Disturbing news came out of the tech sector last week when a whistleblower released documents showing that Google is trying to re-enter the Chinese market with a search engine that conforms to the draconian censorship laws China’s internet is bound by. The project, named “Dragonfly” is still ongoing with no definite outcome determined, but just the idea that Google would consider helping the Chinese government and President Xi Jinping in their repression of information, especially considering the actual jailing of journalists, bloggers, and citizens that has stemmed from these laws, is beyond disturbing.
According to internal documents the new search engine would remove content that China views as “sensitive” such as “information about political opponents, free speech, democracy, human rights, and peaceful protest. It would ‘blacklist sensitive queries’ so that ‘no results will be shown’ at all when people enter certain words or phrases” – most definitely including June 4 or Tiananmen Square, which the government meticulously censors, going so far as to forbid the phrases “May 35” and “8×8” among hundreds of others.
A Step Backwards for Google
Google ran a version of its search engine in China from 2006 – 2010. But in 2010 something alarming and completely predictable happened that turned Google around.
In January , Chinese authorities attempted to hack into the Google accounts of several prominent human rights activists. Shortly thereafter, Google made front-page news in announcing that it was prepared to leave China if the government continued to censor its online content. The historic announcement was a momentous step forward in ending internet companies’ complicity in the suppression of online freedom of speech.

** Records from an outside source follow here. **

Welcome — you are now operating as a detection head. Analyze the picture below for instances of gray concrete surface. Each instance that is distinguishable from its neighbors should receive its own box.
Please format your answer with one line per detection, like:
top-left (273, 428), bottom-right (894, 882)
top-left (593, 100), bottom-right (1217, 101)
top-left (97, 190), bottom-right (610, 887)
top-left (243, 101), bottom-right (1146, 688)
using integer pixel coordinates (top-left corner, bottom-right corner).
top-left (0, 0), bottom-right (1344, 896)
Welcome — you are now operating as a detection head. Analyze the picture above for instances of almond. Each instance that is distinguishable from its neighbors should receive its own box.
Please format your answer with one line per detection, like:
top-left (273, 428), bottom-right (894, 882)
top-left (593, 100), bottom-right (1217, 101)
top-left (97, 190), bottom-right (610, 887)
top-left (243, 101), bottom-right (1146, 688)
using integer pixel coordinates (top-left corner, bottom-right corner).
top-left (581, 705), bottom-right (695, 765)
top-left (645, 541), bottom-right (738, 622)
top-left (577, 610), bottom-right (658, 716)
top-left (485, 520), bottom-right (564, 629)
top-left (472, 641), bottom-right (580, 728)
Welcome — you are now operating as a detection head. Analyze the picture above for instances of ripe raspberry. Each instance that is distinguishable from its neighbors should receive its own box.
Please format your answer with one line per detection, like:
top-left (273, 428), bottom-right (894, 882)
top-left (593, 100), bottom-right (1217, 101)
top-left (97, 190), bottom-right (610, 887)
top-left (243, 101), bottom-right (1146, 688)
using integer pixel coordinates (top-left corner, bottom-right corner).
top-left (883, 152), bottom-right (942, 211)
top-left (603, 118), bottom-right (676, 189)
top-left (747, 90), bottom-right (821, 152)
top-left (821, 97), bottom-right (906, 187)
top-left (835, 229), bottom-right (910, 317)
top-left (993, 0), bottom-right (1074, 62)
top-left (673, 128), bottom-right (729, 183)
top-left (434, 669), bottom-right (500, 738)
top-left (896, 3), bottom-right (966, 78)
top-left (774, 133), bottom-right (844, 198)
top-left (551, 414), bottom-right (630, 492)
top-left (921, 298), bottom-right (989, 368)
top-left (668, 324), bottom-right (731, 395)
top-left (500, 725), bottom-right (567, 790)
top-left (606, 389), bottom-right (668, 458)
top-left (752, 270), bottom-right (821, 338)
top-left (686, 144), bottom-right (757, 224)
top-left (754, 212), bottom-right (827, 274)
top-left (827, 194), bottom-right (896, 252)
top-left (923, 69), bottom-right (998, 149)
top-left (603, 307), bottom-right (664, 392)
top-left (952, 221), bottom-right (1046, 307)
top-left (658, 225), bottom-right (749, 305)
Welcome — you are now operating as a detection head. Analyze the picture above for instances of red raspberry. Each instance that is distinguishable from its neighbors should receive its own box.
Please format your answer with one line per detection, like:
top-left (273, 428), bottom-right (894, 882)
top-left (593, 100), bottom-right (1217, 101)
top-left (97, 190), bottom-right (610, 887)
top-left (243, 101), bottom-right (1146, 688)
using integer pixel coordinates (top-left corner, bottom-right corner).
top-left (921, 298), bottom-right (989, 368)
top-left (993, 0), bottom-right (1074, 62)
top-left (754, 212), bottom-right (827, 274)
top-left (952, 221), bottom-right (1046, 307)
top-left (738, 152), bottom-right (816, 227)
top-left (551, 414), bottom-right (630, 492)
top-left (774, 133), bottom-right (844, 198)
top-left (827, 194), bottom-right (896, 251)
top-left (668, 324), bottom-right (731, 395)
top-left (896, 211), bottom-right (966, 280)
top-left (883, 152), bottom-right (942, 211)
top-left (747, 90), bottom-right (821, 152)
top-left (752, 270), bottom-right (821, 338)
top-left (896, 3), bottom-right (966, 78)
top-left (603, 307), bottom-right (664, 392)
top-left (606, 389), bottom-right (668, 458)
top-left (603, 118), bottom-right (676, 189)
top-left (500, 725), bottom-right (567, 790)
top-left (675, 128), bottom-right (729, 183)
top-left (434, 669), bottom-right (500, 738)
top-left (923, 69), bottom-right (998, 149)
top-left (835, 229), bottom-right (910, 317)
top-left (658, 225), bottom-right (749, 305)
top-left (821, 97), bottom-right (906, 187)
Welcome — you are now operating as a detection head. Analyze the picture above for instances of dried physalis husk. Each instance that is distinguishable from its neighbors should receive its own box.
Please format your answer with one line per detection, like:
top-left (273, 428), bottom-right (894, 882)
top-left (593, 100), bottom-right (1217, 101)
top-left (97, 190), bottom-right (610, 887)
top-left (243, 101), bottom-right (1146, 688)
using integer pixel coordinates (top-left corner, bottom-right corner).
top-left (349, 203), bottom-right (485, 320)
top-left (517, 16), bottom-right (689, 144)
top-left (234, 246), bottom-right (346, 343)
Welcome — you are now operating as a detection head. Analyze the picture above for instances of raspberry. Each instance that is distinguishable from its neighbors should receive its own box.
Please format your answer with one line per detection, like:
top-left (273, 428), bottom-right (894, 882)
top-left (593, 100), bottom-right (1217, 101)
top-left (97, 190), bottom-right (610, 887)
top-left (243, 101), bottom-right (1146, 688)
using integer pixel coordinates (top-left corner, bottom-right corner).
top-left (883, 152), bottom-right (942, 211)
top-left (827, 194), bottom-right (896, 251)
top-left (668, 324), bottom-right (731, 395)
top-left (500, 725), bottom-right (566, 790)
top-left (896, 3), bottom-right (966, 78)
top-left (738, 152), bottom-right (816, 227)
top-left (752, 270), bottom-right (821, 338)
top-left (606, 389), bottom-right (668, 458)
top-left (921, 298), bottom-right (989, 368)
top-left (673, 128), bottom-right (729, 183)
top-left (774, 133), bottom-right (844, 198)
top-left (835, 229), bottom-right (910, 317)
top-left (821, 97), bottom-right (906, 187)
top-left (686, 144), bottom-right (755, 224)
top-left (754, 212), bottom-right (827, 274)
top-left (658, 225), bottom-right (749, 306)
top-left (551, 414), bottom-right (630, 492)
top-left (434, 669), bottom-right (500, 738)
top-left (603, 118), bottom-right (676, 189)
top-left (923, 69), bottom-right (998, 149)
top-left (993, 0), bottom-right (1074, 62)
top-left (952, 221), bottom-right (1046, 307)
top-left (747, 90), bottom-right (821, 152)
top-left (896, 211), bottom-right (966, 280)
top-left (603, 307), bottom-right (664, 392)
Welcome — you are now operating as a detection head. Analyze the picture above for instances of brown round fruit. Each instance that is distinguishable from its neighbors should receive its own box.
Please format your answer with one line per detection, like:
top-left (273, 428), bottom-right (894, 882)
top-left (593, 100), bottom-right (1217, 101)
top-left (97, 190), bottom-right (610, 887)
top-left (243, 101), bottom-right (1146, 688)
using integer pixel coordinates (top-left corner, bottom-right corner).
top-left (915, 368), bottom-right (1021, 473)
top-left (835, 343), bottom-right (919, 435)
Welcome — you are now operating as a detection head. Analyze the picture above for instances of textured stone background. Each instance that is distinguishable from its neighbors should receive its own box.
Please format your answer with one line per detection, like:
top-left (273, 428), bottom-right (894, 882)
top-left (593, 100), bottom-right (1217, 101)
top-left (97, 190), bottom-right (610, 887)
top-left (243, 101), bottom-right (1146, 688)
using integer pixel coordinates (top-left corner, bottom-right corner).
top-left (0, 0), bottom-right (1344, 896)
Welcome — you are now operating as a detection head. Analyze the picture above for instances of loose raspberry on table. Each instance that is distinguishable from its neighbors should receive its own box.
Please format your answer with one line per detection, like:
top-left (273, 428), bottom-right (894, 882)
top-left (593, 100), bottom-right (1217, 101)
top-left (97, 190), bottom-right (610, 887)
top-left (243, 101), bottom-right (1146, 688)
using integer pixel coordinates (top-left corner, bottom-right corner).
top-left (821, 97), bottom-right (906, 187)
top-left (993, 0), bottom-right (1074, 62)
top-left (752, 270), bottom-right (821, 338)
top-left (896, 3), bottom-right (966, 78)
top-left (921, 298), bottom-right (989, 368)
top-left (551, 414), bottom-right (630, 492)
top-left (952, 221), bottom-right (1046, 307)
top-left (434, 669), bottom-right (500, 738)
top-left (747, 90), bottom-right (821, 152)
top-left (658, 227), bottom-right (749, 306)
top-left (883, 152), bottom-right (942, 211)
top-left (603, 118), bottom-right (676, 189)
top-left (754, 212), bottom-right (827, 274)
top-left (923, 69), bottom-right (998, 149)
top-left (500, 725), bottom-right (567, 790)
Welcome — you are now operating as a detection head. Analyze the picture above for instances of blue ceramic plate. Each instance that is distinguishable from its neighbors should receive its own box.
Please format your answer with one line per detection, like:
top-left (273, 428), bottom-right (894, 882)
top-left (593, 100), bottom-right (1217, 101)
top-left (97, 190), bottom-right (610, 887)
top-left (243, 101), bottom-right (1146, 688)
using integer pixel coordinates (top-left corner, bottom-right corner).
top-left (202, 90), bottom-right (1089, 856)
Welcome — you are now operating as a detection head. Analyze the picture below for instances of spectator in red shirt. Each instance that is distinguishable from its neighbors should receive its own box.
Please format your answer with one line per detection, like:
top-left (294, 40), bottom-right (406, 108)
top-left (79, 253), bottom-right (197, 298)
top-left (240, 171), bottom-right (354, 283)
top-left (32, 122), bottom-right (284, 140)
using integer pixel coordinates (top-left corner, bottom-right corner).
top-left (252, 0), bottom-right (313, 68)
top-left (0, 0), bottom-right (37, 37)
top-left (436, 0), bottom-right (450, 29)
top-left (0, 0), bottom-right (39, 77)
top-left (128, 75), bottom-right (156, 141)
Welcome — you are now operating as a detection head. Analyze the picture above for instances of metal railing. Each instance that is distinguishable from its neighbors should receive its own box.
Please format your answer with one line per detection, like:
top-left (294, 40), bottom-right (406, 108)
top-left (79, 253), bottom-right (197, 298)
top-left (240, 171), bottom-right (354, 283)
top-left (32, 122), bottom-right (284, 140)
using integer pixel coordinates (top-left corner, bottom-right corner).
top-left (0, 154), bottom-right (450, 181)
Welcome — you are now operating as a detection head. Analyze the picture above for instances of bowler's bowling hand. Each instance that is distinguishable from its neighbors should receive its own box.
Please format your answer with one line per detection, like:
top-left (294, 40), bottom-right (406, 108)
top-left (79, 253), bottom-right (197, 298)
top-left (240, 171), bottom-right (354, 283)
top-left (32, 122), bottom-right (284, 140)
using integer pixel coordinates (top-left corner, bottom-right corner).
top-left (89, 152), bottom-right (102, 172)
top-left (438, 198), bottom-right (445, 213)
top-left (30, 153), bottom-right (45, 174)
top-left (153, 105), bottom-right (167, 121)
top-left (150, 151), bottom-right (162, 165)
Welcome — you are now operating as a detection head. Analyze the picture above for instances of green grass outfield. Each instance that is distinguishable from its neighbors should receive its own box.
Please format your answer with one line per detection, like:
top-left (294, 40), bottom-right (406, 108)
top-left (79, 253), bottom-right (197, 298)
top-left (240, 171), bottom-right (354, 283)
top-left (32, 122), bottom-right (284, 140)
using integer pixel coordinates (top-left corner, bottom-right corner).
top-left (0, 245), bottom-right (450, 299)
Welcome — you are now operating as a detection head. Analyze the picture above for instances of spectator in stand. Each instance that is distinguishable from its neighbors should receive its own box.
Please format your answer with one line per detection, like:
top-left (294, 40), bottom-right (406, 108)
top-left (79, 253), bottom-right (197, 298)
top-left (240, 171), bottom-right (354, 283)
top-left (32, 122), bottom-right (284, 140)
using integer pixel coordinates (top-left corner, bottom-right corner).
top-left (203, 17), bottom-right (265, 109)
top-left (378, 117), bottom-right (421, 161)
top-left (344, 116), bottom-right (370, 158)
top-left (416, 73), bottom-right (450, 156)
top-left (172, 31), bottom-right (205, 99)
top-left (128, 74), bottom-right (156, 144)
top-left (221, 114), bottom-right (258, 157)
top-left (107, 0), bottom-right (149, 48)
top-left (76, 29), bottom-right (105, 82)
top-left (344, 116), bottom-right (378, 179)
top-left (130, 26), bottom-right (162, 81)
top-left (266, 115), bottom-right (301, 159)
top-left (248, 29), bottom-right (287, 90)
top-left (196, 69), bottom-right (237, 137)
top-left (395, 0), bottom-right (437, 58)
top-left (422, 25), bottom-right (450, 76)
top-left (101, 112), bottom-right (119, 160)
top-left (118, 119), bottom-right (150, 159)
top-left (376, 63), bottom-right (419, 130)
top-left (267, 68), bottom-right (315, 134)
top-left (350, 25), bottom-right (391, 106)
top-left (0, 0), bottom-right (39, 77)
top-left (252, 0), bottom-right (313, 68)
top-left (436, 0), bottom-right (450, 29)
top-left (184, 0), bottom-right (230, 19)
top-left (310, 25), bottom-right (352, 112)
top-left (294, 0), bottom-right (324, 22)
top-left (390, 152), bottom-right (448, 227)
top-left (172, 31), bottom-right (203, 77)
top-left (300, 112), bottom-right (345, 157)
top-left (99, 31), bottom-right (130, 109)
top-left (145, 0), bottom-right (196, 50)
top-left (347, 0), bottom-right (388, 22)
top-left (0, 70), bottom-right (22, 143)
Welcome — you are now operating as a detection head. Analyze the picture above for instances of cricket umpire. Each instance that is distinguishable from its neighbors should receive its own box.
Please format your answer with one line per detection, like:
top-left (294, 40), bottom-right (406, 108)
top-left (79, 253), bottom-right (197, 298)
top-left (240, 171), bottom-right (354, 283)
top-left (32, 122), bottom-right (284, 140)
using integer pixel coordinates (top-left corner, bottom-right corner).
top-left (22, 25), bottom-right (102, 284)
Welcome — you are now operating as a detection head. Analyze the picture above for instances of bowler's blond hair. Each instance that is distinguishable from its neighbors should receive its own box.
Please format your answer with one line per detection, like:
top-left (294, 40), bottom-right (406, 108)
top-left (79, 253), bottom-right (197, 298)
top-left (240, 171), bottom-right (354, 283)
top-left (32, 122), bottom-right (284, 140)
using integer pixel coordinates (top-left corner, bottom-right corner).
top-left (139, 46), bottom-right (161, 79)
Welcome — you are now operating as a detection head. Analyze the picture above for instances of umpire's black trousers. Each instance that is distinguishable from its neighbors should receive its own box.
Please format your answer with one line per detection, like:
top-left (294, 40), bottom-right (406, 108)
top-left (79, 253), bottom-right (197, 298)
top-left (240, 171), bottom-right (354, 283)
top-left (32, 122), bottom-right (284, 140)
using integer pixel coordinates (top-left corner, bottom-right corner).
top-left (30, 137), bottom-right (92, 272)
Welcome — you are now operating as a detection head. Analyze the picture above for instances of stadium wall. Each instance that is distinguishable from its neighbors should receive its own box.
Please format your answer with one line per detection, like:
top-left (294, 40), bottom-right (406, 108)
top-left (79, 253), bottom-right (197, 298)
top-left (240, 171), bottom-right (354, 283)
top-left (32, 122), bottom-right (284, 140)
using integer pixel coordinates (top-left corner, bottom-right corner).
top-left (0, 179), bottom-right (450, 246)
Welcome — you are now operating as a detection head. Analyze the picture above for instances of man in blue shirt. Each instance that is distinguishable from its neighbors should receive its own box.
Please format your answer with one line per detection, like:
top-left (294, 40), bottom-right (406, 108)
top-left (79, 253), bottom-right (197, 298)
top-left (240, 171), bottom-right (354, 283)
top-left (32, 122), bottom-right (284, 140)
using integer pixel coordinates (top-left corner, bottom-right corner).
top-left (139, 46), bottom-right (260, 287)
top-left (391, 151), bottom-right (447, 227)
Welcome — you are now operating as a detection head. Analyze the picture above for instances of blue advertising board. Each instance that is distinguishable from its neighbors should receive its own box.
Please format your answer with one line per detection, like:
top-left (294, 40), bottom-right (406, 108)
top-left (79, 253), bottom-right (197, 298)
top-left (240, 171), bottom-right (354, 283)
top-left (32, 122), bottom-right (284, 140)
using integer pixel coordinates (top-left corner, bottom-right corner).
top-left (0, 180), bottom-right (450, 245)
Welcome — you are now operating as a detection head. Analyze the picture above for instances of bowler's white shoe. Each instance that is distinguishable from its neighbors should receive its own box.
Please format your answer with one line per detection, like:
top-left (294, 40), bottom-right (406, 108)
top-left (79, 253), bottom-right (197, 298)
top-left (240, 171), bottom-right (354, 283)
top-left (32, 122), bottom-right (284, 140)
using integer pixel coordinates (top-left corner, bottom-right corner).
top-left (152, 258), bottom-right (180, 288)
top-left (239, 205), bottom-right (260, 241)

Google acknowledged the impossibility of supporting human rights and free expression and censoring content. They redirected the Chinese search engine to their Hong Kong search engine which didn’t censor results. Mainland China eventually banned Google searches. Google helped lead Global Network Initiative, a group of internet companies, nonprofits, academics, and investors interested in promoting user privacy and freedom of information. Google seemed to return to their senses.
But of course nothing is ever that simple. More information is coming out, showing Google never really left China. And the data they collected from their Chinese website directory provided the foundation for their upcoming Chinese mobile search engine.
Do The Right Thing
This all may seem like a forgone conclusion, in a world where every corporation seems out for its self, how can people expect anything different? And why does it even matter? China’s going to censor its internet whether or not Google helps them.
Patrick Poon, China Researcher at Amnesty International, put it best in a statement released by the human rights organization.
“It will be a dark day for internet freedom if Google has acquiesced to China’s extreme censorship rules to gain market access. It is impossible to see how such a move is compatible with Google’s ‘Do the right thing’ motto, and we are calling on the company to change course.
“For the world’s biggest search engine to adopt such extreme measures would be a gross attack on freedom of information and internet freedom. In putting profits before human rights, Google would be setting a chilling precedent and handing the Chinese government a victory.
“This also raises serious questions as to what safeguards Google is putting in place to protect users’ privacy. Would Google rollover and hand over personal data should the Chinese authorities request it?”
Maybe this is why Google changed their motto in 2015 from the unambiguous “Don’t Be Evil”, to “Do the Right Thing.” The right thing for whom? I’m sure some would say gaining market share in China is financially the right thing, but most would agree it certainly feels evil.